Ad ogni modo è bene mettere in campo buone pratiche igieniche, lavarsi le mani prima di manipolare e preparare cibi, sbucciare frutta e verdura, cuocere a fondo la carne, evitare la contaminazione tra cibi cotti e non”.

Lei come immagina i prossimi mesi?
“Vedo mesi di grandi sacrifici, bisognerà sicuramente non abbassare la guardia, cambiare le nostre abitudini di vita sociale e lavorativa, seguire le regole di distanziamento sociale che ci verranno indicate dagli organi competenti, utilizzare di più e meglio la tecnologia, trovare nuovi strategie e canali di vendita, ma soprattutto sarà necessario ingegno, voglia e forza di ripartire da parte di tutti.
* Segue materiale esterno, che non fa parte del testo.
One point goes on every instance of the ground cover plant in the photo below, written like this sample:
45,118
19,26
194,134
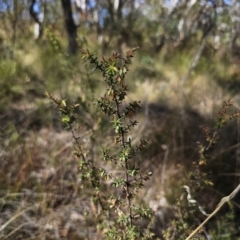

Ognuno dovrà fare la sua parte, con grande orgoglio, cosi come hanno fatto i nostri genitori e i nostri nonni nel dopoguerra e dopo il terremoto dell’ottanta che ha distrutto le nostre città.

Su quale aspetto dovrà concentrarsi il comparto?
“È necessario migliorare la digitalizzazione e la tecnologia del settore agricolo, snellire la burocrazia, investire ancora di più su modelli di produzioni sostenibili. Puntare a serie pianificazioni territoriali, urbane e agricole, con logiche che vedano l’uomo come fruitore finale. Investire sulla salvaguardia ambientale e sulla biodiversità che rappresentano un bene comune  e di cui siamo tanto ricchi in Italia. Investire sulla promozione dei territori e sulla qualità dei prodotti creando sinergie e collaborazioni  per far conoscere, di più e meglio, le nostre eccellenze. Nelle future scelte politiche sarà necessario vedere il ruolo dell’agricoltura come insostituibile per l’uomo perché, come recitava lo slogan dell’Expo 2015, l’agricoltura produce energia per la vita”.